See, Goblet of Fire is the pivotal book of the series. It raises the stakes from a cutesy make-believe school story to a legitimate fantasy story with major implications within its universe. It doesn't exactly drop the cutesy-poo stuff, but there are serious implications to Harry's story from here on out. The paradigm shift at the end of Goblet leaves Hogwarts, as well as the rest of the world, in a state of utter disarray. Dumbledore is barking out orders like a field general, people are panicking, nobody knows what's happening... but things are definitely whirling out of control, and there's an associated adrenaline rush to all the madness. Essentially, the book essentially ends with a big, fat "WTF?!?" It's the Empire Strikes Back of the Potter series, though the parallels are only contextual.

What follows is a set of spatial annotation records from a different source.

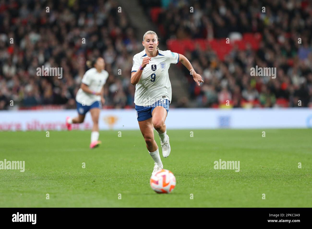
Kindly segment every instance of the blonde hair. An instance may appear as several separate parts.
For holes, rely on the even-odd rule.
[[[143,36],[143,41],[144,41],[144,39],[145,39],[145,36],[147,35],[148,34],[152,34],[152,35],[154,35],[155,36],[156,36],[156,38],[157,38],[157,41],[158,41],[158,40],[159,40],[158,39],[158,36],[157,36],[157,34],[156,33],[155,33],[154,31],[152,31],[151,30],[150,30],[149,31],[147,31],[144,34],[144,35]],[[158,47],[158,46],[157,46],[156,47],[156,49],[158,49],[158,50],[159,50],[159,48]]]

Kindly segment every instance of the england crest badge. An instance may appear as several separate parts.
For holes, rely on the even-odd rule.
[[[160,68],[162,69],[164,69],[166,68],[166,63],[164,62],[161,62],[160,63]]]

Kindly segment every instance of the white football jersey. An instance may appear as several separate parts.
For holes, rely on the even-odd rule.
[[[145,50],[133,57],[131,72],[136,72],[143,59],[147,57]],[[138,106],[149,106],[162,98],[171,101],[171,84],[168,70],[171,64],[179,62],[179,54],[170,50],[158,50],[158,55],[152,57],[144,68],[141,79],[135,85],[134,103]]]
[[[108,78],[108,73],[105,70],[99,72],[95,68],[91,68],[85,74],[81,82],[88,85],[91,91],[100,92],[103,86]],[[80,88],[76,95],[76,100],[80,103],[91,106],[97,101],[101,101],[101,96],[87,93]]]

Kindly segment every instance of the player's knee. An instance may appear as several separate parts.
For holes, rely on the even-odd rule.
[[[155,129],[158,131],[160,130],[163,126],[163,123],[161,121],[156,121],[153,122],[153,125]]]
[[[144,137],[144,140],[147,144],[150,145],[153,143],[154,139],[150,136],[146,136]]]

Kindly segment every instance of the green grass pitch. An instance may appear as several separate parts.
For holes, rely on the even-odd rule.
[[[160,153],[177,179],[169,194],[150,187],[139,131],[120,130],[100,131],[93,150],[90,131],[0,132],[0,160],[26,168],[0,170],[0,207],[312,207],[312,130],[168,129],[170,156]],[[214,169],[220,159],[240,161],[240,171]]]

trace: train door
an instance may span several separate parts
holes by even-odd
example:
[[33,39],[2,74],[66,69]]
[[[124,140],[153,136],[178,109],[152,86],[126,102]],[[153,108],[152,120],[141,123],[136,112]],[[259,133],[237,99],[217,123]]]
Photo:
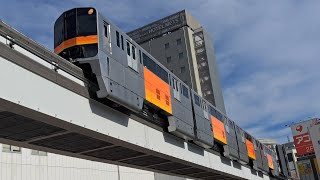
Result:
[[135,71],[138,71],[138,61],[136,47],[127,40],[127,60],[128,66]]
[[104,24],[104,37],[106,38],[106,44],[105,47],[107,48],[107,51],[112,53],[111,49],[111,35],[110,35],[110,24],[107,22],[103,22]]
[[180,93],[179,93],[179,87],[180,87],[180,82],[177,81],[174,77],[172,77],[172,84],[173,84],[173,97],[180,101]]

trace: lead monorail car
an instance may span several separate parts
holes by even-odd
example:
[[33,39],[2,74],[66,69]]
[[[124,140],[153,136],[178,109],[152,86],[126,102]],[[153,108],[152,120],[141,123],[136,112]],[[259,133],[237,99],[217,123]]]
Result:
[[54,52],[83,69],[93,98],[205,149],[276,175],[275,153],[190,89],[94,8],[64,12]]

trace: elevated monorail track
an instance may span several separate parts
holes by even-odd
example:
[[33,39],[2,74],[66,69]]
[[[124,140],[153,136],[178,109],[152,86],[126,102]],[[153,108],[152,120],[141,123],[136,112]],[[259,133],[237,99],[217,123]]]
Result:
[[83,71],[0,21],[0,142],[199,179],[270,179],[92,98]]

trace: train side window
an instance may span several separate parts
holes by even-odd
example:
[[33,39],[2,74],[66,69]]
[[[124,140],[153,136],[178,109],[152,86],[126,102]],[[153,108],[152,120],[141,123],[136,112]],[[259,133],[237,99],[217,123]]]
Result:
[[104,25],[104,36],[108,37],[108,26],[106,24]]
[[229,127],[230,127],[231,129],[234,129],[234,126],[233,126],[232,121],[231,121],[231,120],[229,120],[229,119],[228,119],[228,121],[229,121]]
[[229,124],[229,121],[227,119],[225,120],[225,124],[226,124],[226,131],[228,133],[230,133],[230,129],[229,129],[230,124]]
[[132,49],[132,58],[135,60],[136,59],[136,48],[134,46],[131,46]]
[[174,86],[176,87],[175,90],[173,91],[173,97],[180,101],[180,93],[179,93],[179,84],[180,82],[178,82],[178,80],[176,80],[175,78],[172,78],[172,83],[174,84]]
[[176,86],[174,85],[174,79],[172,78],[172,87],[173,89],[176,89]]
[[185,85],[182,85],[182,94],[189,99],[188,88]]
[[199,96],[194,94],[193,97],[194,97],[194,103],[200,107],[200,98],[199,98]]
[[120,47],[120,34],[118,31],[116,31],[116,36],[117,36],[117,46]]
[[169,84],[168,72],[156,64],[150,57],[143,53],[143,65],[146,66],[151,72],[157,75],[164,82]]
[[122,50],[124,50],[123,36],[122,35],[121,35],[121,47],[122,47]]
[[128,41],[127,41],[127,54],[128,54],[128,56],[131,56],[130,55],[130,44]]

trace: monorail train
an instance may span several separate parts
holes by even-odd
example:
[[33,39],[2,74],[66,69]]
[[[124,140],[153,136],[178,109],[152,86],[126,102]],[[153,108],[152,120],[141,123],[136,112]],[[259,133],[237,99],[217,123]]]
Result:
[[94,8],[64,12],[54,52],[81,67],[93,98],[205,149],[277,176],[275,153],[190,89]]

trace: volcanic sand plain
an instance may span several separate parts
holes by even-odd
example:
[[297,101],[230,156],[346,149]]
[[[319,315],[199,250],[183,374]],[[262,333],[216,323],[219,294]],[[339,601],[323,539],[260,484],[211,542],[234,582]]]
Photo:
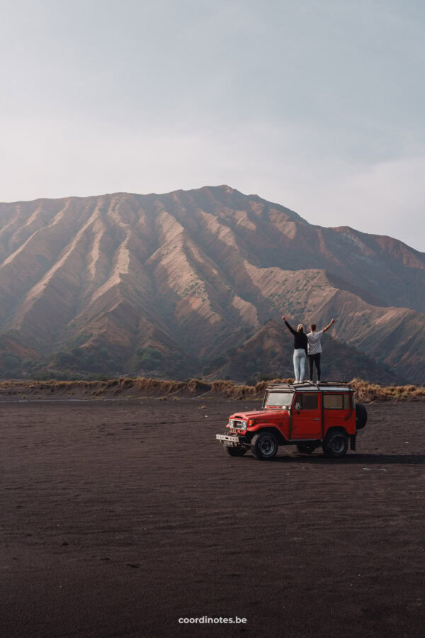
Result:
[[1,634],[423,635],[425,404],[261,462],[203,401],[0,402]]

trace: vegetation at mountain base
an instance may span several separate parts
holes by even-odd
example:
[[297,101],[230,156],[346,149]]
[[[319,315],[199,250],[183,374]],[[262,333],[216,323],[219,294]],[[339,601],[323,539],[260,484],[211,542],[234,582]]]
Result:
[[[208,399],[220,396],[229,400],[259,401],[262,398],[270,382],[293,381],[293,378],[274,379],[246,385],[235,384],[231,381],[207,381],[198,379],[176,381],[143,377],[121,377],[103,381],[16,380],[0,381],[0,398],[25,397],[26,399],[41,399],[46,396],[55,396],[62,399],[70,397],[84,399],[134,399],[156,397],[163,401],[175,401],[185,397],[202,396],[203,398]],[[413,384],[385,386],[371,384],[360,379],[354,379],[350,384],[354,388],[356,399],[359,401],[425,401],[424,386]]]

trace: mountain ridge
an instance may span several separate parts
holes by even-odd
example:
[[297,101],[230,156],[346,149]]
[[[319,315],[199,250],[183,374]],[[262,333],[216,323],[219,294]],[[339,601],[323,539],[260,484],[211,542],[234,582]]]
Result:
[[220,356],[241,326],[345,307],[336,334],[385,365],[366,320],[385,336],[403,318],[413,340],[404,360],[404,342],[391,337],[398,354],[389,362],[421,378],[425,254],[397,240],[312,225],[227,186],[0,203],[0,223],[7,347],[14,341],[42,359],[74,342],[107,348],[124,371],[137,368],[136,350],[154,348],[178,354],[188,371]]

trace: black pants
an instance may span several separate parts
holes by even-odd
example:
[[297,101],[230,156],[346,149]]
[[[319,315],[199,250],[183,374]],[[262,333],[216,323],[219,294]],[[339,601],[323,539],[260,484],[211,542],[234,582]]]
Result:
[[309,354],[308,355],[308,372],[309,372],[309,379],[310,381],[313,380],[313,365],[316,364],[316,370],[317,371],[317,381],[320,381],[320,355],[321,352],[318,352],[317,354]]

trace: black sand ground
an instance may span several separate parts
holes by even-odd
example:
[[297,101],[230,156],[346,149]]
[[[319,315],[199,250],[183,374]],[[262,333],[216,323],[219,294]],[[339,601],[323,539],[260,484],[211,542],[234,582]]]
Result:
[[422,636],[424,404],[271,462],[215,441],[243,401],[201,405],[0,403],[1,635]]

Unfortunately, very little of that devastation is is conveyed in the film. It does the job in terms of exposition, but not all that well. I imagine the 9-year-olds in the audience would beg to differ, but I didn't sense that Hogwarts was different in any way; as far as the movie is concerned, it was just another wacky old year at Hogwarts. Except for minor details like, you know, (spoiler alert) Voldemort coming back and fucking killing people. Instead, there's this whole theme about international unity and friendship and stuff that overrides the difficult times that lie ahead. Having an apparent return to normalcy instead of a seismic shift doesn't do right by the story.
Oh well. Maybe they'll make Order of the Phoenix and Half-Blood Prince more devastating, now that parents know what their kids are in for.